Martin Rutty, from Little Hereford, and Simon Lichenstien, from Bircher, were both killed when their Robinson 22 helicopter came down in the Tourettes-sur-Loup valley in December 2010.
Last week, an inquest in Hereford heard that the pair, who together won the British Helicopter Championship eight times, met strong turbulence on their fateful last journey.
Although the weather conditions were described as "clear with good visibility", winds reached 55 knots. The coroner was told that 25 knots are considered "strong".
An examination of the helicopter found that the lower stop of the main rotor blades was broken off while another part of the blade was also located near to the scene.
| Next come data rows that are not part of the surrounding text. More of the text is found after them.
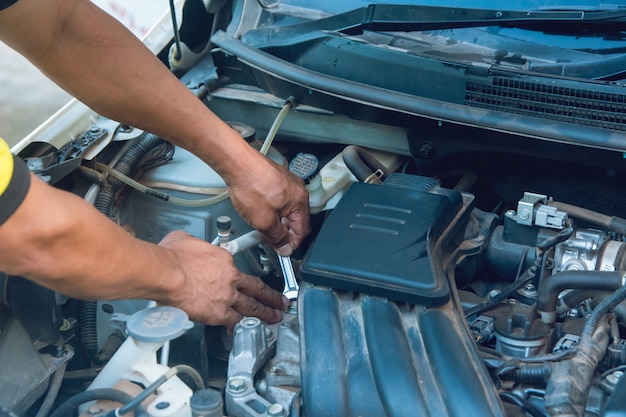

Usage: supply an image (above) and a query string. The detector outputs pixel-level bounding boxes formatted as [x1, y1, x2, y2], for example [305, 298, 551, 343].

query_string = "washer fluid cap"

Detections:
[111, 306, 193, 343]
[289, 152, 320, 184]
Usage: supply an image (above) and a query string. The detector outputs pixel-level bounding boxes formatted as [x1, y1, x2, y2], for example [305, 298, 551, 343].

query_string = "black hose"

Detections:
[509, 362, 552, 385]
[341, 145, 389, 184]
[50, 388, 148, 417]
[79, 301, 98, 359]
[116, 364, 204, 417]
[500, 392, 548, 417]
[464, 265, 537, 318]
[35, 362, 67, 417]
[537, 271, 623, 314]
[548, 201, 626, 236]
[80, 133, 165, 358]
[94, 133, 164, 217]
[580, 285, 626, 344]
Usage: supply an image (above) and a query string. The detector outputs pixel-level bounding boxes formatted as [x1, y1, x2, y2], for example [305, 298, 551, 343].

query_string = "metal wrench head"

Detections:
[278, 256, 300, 300]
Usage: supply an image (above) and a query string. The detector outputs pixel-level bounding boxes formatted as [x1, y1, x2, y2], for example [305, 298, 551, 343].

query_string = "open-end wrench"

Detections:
[278, 255, 300, 300]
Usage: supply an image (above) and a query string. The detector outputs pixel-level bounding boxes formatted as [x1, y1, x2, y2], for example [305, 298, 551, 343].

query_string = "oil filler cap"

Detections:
[289, 152, 320, 184]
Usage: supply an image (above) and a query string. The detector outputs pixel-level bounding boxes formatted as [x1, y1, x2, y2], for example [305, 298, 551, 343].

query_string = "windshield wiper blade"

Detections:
[245, 4, 626, 44]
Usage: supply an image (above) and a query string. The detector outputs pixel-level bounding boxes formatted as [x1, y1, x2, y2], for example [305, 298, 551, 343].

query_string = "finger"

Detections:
[283, 211, 310, 250]
[263, 217, 295, 256]
[217, 308, 244, 329]
[233, 293, 282, 323]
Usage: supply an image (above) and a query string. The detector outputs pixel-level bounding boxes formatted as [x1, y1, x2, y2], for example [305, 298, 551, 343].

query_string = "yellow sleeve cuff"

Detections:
[0, 138, 13, 195]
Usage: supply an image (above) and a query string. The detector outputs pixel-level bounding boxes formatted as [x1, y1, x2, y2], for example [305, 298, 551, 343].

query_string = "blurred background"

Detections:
[0, 0, 169, 146]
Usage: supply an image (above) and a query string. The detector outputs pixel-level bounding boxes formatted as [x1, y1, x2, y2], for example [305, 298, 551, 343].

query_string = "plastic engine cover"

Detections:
[298, 176, 505, 417]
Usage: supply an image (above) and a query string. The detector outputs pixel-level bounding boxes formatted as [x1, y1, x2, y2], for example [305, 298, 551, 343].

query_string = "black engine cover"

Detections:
[298, 174, 504, 417]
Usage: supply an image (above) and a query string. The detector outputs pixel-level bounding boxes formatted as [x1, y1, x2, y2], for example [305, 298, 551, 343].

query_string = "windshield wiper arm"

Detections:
[241, 4, 626, 43]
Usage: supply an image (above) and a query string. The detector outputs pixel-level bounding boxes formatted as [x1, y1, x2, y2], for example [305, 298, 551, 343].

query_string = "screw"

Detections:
[606, 371, 624, 388]
[154, 401, 171, 410]
[228, 377, 246, 394]
[519, 209, 530, 220]
[265, 404, 285, 417]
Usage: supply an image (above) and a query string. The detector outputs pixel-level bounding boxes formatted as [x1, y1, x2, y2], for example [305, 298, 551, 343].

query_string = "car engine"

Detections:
[0, 0, 626, 417]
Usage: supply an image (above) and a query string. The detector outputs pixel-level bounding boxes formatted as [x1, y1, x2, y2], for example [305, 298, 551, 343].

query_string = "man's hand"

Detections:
[157, 231, 289, 328]
[229, 154, 309, 256]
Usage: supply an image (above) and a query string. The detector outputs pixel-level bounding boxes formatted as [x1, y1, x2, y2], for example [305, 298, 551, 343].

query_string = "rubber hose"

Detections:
[548, 201, 626, 235]
[50, 388, 148, 417]
[35, 362, 67, 417]
[580, 284, 626, 344]
[341, 145, 389, 183]
[537, 271, 622, 313]
[94, 133, 163, 217]
[79, 301, 98, 359]
[511, 363, 552, 384]
[86, 133, 163, 358]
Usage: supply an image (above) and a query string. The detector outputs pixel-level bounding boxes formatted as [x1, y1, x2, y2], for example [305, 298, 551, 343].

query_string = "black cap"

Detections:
[289, 152, 320, 184]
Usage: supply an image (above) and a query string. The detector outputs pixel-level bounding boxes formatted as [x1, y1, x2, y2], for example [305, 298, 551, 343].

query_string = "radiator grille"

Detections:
[465, 78, 626, 131]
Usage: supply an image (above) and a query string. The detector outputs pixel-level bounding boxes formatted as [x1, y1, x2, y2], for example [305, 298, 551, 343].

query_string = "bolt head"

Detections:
[265, 404, 285, 417]
[228, 377, 246, 394]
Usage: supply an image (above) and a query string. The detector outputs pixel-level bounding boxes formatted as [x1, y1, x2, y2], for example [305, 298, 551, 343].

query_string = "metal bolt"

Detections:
[228, 377, 246, 394]
[519, 283, 537, 298]
[605, 371, 624, 388]
[519, 209, 530, 220]
[489, 290, 500, 298]
[265, 404, 285, 417]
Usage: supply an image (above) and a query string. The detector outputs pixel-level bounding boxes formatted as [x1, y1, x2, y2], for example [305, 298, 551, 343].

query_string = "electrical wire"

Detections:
[170, 0, 182, 60]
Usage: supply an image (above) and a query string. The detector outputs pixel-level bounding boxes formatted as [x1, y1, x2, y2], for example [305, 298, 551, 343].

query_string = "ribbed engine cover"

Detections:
[298, 175, 504, 417]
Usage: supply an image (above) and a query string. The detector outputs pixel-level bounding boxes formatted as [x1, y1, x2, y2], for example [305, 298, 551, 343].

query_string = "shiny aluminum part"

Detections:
[278, 256, 300, 300]
[554, 229, 625, 271]
[225, 317, 276, 417]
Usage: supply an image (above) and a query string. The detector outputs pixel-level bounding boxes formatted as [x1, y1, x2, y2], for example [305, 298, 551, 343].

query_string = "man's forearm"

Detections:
[0, 172, 183, 300]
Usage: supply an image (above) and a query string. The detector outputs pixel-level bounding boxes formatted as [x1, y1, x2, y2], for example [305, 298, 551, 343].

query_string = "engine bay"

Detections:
[0, 1, 626, 417]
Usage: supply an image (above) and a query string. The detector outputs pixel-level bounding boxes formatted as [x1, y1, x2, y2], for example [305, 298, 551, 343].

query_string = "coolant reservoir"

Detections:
[289, 153, 357, 214]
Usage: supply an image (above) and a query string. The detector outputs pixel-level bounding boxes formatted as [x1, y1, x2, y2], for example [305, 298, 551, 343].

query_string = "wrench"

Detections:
[278, 255, 300, 300]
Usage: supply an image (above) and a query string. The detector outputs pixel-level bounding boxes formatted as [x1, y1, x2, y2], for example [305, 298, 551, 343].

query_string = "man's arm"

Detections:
[0, 167, 288, 327]
[0, 0, 309, 255]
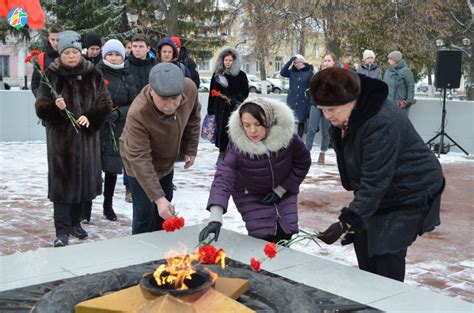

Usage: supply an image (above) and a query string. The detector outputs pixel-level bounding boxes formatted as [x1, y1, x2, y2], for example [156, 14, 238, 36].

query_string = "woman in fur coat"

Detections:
[199, 97, 311, 243]
[207, 47, 249, 165]
[35, 31, 112, 247]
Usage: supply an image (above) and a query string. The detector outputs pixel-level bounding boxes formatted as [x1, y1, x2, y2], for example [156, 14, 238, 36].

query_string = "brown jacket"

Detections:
[120, 78, 201, 201]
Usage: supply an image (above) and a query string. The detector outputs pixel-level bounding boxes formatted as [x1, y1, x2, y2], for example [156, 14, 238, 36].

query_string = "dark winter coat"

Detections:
[97, 61, 138, 174]
[207, 98, 311, 238]
[330, 76, 444, 256]
[207, 47, 249, 152]
[35, 58, 112, 203]
[383, 59, 415, 107]
[31, 42, 59, 97]
[357, 63, 382, 80]
[178, 46, 201, 89]
[280, 57, 314, 124]
[125, 53, 158, 93]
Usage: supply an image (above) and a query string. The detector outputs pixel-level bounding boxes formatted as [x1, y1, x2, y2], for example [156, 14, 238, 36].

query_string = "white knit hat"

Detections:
[362, 50, 375, 61]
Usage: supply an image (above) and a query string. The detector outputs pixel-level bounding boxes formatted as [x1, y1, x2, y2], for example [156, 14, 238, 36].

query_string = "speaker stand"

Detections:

Geraint Herbert, a senior inspector at the Air Accident Investigation Branch of the Department for Transport, told the hearing that strong winds and turbulence can cause the rotor to rock so much that it can bump into the mast and cause a "catastrophic break".
“If you have excessive impact on the controls in certain characteristics it will cause mast bumping which can detach a blade," he added.
The inquest heard that no one could be certain who was flying the helicopter when it came down as there was dual control.
But Mr Herbert said it was likely that the pilot had inadvertently taken an “inappropriate” action on the flight controls which had bumped the rotor mast.
That would have led to detachment of the stop of the lower blades and a change in direction, he said.
Roland Wooderson, assistant coroner for Herefordshire, confirmed that strong winds may have played a part in the pair's death.
“The pilot, surprised by a strong gust of wind took an inappropriate but possible instinctive action on the flight controls which bumped the rotor mast,” he added.
The coroner, who said that 50-year-old Mr Rutty died from multiple injuries, massive skull injuries with an antecedent of trauma and helicopter accident, recorded a verdict of accidental death.
• Mr Wooderson blamed the three-year delay into holding the inquest on a "lack of engagement" from French authorities.
This is also believed to be the reason as to the delay into an official inquest for 49-year-old Mr Lichenstein.